“You look very demure,” said Mandrake. “What are you plotting?”

“Plotting! That’s the word! My dear, I am up to my ears in conspiracy!” He leant forward and tapped Mandrake on the knee. “Come now,” said Jonathan, ”tell me this. What do you think are my interests?”

Mandrake looked fixedly at him. “Your interests?” he repeated.

“Yes. What sort of fellow do you think I am? It is not only women, you know, who are interested in the impressions they make on their friends. Or is there something unexpectedly feminine in my curiosity? Never mind. Indulge me so far. Come, now.”

“You skip from one query to another. Your interests, I should hazard, lie between your books, your estate, and — well — I imagine you are interested in what journalists are pleased to call human contacts.”

“Good,” said Jonathan. “Excellent. Human contacts. Go on.”

“As for the sort of fellow you may be,” Mandrake continued, “upon my word, I don’t know. From my point of view a very pleasant fellow. You understand things, the things that seem to me to be important.
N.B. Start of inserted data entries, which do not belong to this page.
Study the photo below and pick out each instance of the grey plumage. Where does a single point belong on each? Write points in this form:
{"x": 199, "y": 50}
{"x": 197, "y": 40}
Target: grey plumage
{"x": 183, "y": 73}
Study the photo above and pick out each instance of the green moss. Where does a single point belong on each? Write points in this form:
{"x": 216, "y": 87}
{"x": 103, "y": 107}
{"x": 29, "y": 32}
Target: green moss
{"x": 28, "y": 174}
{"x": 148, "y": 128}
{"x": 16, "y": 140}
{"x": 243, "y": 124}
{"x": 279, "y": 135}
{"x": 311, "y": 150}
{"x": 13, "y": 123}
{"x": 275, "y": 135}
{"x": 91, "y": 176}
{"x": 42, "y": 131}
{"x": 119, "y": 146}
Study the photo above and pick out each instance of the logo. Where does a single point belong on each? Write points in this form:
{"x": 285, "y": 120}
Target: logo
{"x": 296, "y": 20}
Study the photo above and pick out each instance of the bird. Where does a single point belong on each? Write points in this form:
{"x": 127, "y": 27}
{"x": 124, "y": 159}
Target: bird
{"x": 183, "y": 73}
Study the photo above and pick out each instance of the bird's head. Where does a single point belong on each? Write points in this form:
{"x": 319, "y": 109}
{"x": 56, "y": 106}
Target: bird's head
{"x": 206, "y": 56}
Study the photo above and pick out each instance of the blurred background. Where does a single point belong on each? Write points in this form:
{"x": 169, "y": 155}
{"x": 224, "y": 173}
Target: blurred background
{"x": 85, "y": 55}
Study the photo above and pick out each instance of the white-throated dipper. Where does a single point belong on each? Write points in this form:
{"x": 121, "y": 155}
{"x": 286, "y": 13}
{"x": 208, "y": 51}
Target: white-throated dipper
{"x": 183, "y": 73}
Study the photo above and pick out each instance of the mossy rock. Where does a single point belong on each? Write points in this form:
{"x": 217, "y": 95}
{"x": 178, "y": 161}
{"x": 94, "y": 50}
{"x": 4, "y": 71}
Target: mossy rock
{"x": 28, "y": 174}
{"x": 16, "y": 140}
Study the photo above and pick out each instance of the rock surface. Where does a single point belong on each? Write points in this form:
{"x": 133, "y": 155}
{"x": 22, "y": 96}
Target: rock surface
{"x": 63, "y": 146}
You have never asked me, for instance, why I don’t write about real people. I regard that avoidance as conclusive.”

“Would you say, now, that I had a sense of the dramatic?”

“What is the dramatic? Is it merely a sense of theatre, or is it an appreciation of aesthetic climax in the extroverted sense?”
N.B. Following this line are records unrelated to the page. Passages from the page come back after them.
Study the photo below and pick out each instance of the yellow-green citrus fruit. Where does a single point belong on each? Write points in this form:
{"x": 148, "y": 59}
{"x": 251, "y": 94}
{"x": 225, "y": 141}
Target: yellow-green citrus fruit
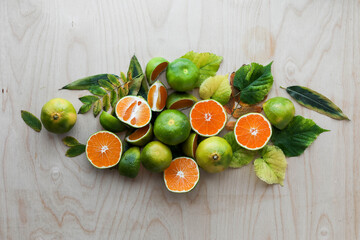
{"x": 58, "y": 115}
{"x": 111, "y": 123}
{"x": 172, "y": 127}
{"x": 154, "y": 67}
{"x": 182, "y": 74}
{"x": 156, "y": 156}
{"x": 214, "y": 154}
{"x": 279, "y": 111}
{"x": 129, "y": 164}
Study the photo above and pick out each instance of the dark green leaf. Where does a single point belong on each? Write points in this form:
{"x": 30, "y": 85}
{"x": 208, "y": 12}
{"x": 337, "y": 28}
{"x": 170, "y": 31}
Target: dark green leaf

“I don’t know what that means,” said Jonathan impatiently. “And I’m dashed if I think you do.”

“Words,” said Mandrake. “Words, words, words.” But he looked rather put out.

“Well, damn it, it doesn’t matter two ha’p’th of pins. I maintain that I have a sense of drama in the ordinary unclassy sense. My sense of drama, whether you like it or not, attracts me to your own work. I don’t say I understand it, but for me it’s got something. It jerks me out of my ordinary reactions to ordinary theatrical experiences. So I like it.”